# tuckahoe wma



## Coon Dog (Oct 24, 2012)

Was thinking about going on first rifle hunt we used to kill some deer and hogs there not been there in 7 years or longer any hogs or deer there anymore anyone no how the early hunts have done this year thanks for any info


----------



## Echo (Oct 29, 2012)

Coon Dog said:


> Was thinking about going on first rifle hunt we used to kill some deer and hogs there not been there in 7 years or longer any hogs or deer there anymore anyone no how the early hunts have done this year thanks for any info


 
I was at the primitive weapons hunt during the 1st week of October and it was not a good hunt at all. Only about 15 deer killed total and I only saw 1 from the tree in 3 days of hard hunting. Whether that just means there will be more deer available for this hunt or  that the population is perhaps down a little bit from years past remains to be seen.


----------



## Bucky T (Nov 12, 2012)

I went on the first rifle hunt this year.  First time back in 10yrs.

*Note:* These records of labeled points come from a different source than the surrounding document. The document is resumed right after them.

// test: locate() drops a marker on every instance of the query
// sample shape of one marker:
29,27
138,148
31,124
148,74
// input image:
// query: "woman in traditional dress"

I was thoroughly disgusted with this hunt.....

I graduated from GSU in 02.  I spent quite a bit of time hunting Tuckahoe back then.  I had some great success out there and always enjoyed my time, and the other folks hunting the WMA.

Well......................  This year was horrible.  Guys riding 4 wheelers and their trucks from sun up till dusk.......................

I found 3 illegal ladder stands.............  I found the stands because when I went in to hunt my climber on Friday afternoon, there was a guy climbing a tree 30yds away from it....  The story he gave me was his buddy dropped him off back there and he didn't have a clue where he was at.........  I believed him, told him to stay put, and I'd go hunt another area.  Told him I was coming back in the morning..

That's how I found the ladder stands..................  Also found the people who they belonged too..  They were waiting by my truck that evening.............  They said they were pulling them out the next day, since "Everybody knew where they were at now....."

Myself, and my 3 buddies I was hunting with hunted the next morning and called it quits.  We were all highly disappointed...

Guys were dumping deer by our camp that they half - I AM A POTTY MOUTH -- I AM A POTTY MOUTH -- I AM A POTTY MOUTH - cleaned........

Only taking the back straps, leaving both back hams, front shoulders, neck...................  

The hunt really left a bad taste in my mouth...  And I've hunted WMA's for 20yrs.........


----------



## AK hunter (Nov 13, 2012)

Sorry to hear about that. . .  I just moved to Augusta from Alaska and was looking to take my boy to Tuckahoe for deer over Thanksgiving.  I know no one wants to share their perfect spot, but I need some help getting pointed in the general direction.  Can anyone get me started in the right general direction?

Thanks.


----------